Meadows reportedly burned papers after Scott Perry meeting

Rep. Scott Perry
Rep. Scott Perry, R-Pa., speaks to Trump supporters in Harrisburg, Pa., on Nov. 5, 2020, the day after Joe Biden's election. (Mark Kauzlarich/Reuters)

Recent reports suggest Hutchinson has continued to provide the select committee with other relevant details about the former chief of staff’s behavior in the lead-up to Jan. 6.

According to Politico, Hutchinson told the panel during her latest deposition last month that she saw Meadows burn documents in his office following a meeting with Rep. Scott Perry, R-Pa., in the weeks after the 2020 election.

Perry has emerged as another key player in the select panel’s investigation into Trump’s efforts to overturn his election defeat and the events leading up to Jan. 6. Testimony and documents obtained by the committee have identified Perry as the first link between the former president and Jeffrey Clark, then a little-known senior official at the Justice Department.

During his final weeks in the White House, Trump reportedly conspired with Clark to try to use the DOJ to sow doubt about the election results — even after the FBI failed to find evidence of widespread voter fraud He also came close to installing Clark as acting attorney general before several top aides threatened to resign in protest.

It’s not clear whether Hutchinson told investigators which papers Meadows had reportedly incinerated or if they should have been preserved under federal records laws. The select committee has uncovered other efforts by Meadows and Perry to conceal their communications in the wake of the 2020 election, including in one text message exchange in which Perry told Meadows he’d “just sent you something on Signal,” an encrypted messaging app.

Trump reportedly expressed support for hanging Mike Pence

Rep. Jamie Raskin, D-Md.
Rep. Jamie Raskin, D-Md., second from right, speaks during a meeting of the House select committee investigating the Jan. 6 insurrection, on March 28. (Eric Lee/Bloomberg via Getty Images)
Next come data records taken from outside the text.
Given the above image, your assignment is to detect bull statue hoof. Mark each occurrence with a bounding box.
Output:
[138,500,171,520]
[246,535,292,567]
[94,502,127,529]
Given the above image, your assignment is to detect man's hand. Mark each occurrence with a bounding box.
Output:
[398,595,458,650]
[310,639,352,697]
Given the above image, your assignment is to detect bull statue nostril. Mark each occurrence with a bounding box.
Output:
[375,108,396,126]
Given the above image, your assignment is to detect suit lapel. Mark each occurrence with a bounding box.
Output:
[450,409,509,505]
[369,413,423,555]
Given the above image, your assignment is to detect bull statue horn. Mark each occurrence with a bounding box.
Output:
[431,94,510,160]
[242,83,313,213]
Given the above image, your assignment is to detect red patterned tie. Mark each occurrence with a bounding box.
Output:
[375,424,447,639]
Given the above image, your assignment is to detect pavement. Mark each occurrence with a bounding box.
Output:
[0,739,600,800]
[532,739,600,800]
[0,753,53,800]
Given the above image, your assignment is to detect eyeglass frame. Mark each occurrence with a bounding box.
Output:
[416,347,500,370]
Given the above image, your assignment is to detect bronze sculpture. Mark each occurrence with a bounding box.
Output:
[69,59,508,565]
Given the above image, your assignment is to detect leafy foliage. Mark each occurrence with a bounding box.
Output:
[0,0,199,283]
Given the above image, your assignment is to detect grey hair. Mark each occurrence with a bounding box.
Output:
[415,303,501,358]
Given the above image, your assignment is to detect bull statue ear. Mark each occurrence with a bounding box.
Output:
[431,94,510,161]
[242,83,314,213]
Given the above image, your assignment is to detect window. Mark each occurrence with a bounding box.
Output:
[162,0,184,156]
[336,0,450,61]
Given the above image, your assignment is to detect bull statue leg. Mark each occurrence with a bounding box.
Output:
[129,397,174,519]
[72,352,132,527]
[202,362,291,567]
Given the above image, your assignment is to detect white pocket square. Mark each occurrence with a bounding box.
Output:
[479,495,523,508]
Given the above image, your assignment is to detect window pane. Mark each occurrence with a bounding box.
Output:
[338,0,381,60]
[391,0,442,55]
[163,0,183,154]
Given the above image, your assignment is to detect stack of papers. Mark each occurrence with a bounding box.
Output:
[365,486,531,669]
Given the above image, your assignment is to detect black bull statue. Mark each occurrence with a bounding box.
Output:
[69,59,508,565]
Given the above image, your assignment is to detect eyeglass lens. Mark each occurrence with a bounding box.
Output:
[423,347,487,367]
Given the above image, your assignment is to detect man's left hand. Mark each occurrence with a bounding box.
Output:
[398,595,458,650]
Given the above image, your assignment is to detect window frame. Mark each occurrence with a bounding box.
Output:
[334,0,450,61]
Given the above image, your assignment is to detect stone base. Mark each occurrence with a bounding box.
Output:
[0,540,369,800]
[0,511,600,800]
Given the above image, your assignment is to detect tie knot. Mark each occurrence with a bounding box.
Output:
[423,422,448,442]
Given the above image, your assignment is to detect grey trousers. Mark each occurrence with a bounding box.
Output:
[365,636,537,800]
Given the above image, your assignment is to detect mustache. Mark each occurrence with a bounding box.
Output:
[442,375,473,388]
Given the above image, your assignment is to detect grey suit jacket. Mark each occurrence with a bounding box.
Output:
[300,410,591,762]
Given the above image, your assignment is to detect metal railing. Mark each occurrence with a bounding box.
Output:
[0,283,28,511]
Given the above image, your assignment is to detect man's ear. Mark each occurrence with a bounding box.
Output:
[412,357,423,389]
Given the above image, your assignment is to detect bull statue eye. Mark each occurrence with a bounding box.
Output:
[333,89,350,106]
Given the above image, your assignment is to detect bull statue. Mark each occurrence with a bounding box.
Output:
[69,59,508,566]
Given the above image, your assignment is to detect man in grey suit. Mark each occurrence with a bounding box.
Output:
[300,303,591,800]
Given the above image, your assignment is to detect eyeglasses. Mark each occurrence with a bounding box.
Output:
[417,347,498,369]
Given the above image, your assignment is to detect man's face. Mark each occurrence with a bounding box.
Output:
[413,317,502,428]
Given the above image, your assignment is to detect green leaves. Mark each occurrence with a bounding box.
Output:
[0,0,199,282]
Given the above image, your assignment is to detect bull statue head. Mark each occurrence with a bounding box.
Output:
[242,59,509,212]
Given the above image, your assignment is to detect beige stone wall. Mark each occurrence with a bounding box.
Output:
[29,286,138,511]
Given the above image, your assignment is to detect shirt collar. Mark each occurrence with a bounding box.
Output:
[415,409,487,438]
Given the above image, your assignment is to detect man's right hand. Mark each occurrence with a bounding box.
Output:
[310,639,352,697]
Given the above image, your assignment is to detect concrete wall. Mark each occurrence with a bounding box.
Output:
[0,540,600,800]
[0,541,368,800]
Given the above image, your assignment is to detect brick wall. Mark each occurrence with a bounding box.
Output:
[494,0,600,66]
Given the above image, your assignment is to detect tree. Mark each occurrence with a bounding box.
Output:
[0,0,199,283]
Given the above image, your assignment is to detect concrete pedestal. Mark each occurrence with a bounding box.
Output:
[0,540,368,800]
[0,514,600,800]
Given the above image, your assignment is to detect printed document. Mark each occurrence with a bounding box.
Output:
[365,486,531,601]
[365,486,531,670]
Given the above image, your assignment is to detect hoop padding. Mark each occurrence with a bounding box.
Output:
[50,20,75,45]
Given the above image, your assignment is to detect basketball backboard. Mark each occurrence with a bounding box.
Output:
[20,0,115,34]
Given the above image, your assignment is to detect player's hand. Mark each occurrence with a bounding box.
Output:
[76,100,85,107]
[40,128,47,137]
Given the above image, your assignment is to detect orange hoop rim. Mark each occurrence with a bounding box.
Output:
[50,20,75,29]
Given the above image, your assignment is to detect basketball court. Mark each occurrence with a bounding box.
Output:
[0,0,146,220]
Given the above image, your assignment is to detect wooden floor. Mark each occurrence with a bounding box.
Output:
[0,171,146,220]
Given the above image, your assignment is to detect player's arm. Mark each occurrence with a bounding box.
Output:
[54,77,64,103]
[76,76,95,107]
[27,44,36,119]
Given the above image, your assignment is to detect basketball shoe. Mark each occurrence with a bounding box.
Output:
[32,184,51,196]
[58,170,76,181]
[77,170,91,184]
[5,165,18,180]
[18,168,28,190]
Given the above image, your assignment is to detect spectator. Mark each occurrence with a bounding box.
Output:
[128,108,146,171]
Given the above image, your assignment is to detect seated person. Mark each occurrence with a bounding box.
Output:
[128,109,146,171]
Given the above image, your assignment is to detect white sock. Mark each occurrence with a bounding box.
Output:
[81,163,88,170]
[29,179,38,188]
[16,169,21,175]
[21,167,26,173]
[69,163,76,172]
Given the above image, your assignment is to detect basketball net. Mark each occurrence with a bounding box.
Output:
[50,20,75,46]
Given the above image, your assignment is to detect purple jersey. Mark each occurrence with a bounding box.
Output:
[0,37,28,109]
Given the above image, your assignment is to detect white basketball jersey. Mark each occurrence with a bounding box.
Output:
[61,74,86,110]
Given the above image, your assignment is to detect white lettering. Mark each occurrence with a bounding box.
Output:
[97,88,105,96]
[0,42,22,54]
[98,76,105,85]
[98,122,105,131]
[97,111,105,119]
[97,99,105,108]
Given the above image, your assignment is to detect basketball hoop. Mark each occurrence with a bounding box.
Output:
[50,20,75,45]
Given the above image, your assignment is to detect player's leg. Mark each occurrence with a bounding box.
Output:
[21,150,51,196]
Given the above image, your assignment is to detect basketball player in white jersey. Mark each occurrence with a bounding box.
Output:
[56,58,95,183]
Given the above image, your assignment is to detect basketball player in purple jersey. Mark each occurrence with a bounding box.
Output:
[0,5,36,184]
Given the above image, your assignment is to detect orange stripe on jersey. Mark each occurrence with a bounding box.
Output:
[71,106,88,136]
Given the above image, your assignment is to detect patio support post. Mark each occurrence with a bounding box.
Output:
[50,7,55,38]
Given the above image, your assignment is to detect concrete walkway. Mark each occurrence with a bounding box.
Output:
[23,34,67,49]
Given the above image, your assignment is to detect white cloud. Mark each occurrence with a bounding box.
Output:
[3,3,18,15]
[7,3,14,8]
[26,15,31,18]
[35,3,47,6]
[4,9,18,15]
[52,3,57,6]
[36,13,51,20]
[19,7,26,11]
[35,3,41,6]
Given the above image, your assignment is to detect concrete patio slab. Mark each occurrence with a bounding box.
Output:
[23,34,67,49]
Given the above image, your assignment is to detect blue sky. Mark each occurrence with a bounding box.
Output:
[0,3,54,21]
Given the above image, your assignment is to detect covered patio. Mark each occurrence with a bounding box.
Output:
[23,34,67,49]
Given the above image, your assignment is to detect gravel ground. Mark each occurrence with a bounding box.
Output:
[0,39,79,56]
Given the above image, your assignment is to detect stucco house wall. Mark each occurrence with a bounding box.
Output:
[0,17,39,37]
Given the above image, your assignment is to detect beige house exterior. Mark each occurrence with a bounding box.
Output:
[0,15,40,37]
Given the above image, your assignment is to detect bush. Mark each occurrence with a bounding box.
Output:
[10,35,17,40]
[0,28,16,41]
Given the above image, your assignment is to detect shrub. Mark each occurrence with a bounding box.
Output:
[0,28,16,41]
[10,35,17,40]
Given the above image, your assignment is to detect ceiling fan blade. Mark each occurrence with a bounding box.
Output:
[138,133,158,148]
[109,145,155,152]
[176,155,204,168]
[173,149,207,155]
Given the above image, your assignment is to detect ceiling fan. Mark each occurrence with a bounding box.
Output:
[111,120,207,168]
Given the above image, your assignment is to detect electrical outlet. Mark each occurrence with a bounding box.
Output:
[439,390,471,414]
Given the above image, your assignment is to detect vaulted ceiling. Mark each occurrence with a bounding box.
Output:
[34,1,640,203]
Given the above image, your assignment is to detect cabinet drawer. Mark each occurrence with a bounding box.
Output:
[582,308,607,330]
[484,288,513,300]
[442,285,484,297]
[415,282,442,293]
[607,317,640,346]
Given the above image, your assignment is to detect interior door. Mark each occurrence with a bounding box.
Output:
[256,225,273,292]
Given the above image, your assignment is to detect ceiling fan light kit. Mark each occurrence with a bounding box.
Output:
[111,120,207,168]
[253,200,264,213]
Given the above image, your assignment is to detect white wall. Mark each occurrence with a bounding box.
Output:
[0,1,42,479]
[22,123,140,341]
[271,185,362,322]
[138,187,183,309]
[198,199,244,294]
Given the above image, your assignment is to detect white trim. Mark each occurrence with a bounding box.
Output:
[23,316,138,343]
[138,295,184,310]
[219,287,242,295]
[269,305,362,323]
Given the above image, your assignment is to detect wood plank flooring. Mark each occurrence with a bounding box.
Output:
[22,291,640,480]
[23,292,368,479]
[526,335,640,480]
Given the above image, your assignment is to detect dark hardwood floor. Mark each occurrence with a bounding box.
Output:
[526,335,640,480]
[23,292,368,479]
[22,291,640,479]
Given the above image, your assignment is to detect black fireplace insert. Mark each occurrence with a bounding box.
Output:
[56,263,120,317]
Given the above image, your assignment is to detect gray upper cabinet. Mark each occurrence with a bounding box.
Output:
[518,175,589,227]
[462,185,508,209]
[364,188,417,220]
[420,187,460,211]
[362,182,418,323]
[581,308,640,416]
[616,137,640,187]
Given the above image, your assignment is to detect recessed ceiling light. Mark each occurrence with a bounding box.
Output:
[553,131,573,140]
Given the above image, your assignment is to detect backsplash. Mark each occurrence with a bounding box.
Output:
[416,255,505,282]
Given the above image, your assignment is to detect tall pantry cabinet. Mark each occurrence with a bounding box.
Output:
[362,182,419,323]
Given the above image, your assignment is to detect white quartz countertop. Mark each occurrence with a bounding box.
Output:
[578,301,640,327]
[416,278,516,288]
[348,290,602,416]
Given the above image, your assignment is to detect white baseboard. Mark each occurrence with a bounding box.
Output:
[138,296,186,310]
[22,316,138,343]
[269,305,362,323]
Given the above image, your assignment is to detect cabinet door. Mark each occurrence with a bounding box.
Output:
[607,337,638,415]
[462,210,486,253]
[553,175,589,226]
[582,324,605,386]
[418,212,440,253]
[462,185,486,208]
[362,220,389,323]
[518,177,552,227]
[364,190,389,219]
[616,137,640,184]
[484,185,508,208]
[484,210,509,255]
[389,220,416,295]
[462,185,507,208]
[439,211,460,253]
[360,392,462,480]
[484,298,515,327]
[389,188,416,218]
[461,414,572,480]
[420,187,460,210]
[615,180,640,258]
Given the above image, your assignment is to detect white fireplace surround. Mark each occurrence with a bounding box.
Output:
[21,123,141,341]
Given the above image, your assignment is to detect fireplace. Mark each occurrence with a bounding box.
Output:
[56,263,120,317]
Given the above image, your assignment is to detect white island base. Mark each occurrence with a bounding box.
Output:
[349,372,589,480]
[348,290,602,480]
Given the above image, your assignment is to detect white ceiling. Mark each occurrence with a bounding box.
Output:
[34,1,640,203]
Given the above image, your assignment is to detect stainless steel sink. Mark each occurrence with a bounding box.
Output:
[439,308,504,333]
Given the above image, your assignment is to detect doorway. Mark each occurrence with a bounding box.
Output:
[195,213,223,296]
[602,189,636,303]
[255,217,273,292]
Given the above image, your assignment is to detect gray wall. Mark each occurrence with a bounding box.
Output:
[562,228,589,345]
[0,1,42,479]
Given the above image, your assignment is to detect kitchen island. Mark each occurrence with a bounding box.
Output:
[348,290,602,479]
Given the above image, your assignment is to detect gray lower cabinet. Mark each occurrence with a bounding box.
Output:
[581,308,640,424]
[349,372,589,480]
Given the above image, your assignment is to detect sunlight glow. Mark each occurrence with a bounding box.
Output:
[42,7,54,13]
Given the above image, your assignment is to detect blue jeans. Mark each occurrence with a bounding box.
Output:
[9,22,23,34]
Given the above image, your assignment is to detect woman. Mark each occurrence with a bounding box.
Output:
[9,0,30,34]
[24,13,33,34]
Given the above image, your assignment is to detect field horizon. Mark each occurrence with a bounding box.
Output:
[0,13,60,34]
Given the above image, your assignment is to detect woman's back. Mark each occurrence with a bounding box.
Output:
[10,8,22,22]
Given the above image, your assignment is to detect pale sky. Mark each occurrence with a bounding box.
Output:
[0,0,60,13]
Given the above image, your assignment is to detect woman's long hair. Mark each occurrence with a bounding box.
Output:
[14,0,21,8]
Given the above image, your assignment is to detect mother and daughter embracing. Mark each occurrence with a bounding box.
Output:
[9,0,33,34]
Another key line of inquiry for the select committee has been what, exactly, the president was doing while an angry mob of his supporters violently ransacked the Capitol, and why it took 187 minutes before National Guard troops and additional police were sent to the Capitol to stop them.

Investigators may seek to answer those questions by sharing one witness’s account, which has been reportedly confirmed by Hutchinson, of a telling scene that took place at the White House on Jan. 6.

According to the account that was provided to the Jan. 6 committee, not long after rioters began chanting “Hang Mike Pence!” outside the Capitol, Meadows told colleagues in his office that Trump was complaining about his vice president being evacuated to safety. According to the New York Times, which was first to report the story, Meadows “then told the colleagues that Mr. Trump had said something to the effect of, maybe Mr. Pence should be hanged.”

The Times reported that the select committee first heard about Trump’s comment from at least one witness, and then confirmed it with Hutchinson, who was present in Meadows’s office when he relayed what Trump had said. Meadows’s lawyer denied the account in the Times.

The Times report notes that it’s unclear what the tone of Trump’s comment was, but that it underscores his frustration with Pence, who’d refused to succumb to the president’s pressure campaign to get him to block Congress’s certification of the Electoral College results that day.

The anecdote also seems to shed light on Trump’s initial reaction to the riot, and why he did not act immediately to call off the mob despite repeated pleas from members of his family and Republicans in Congress to do so.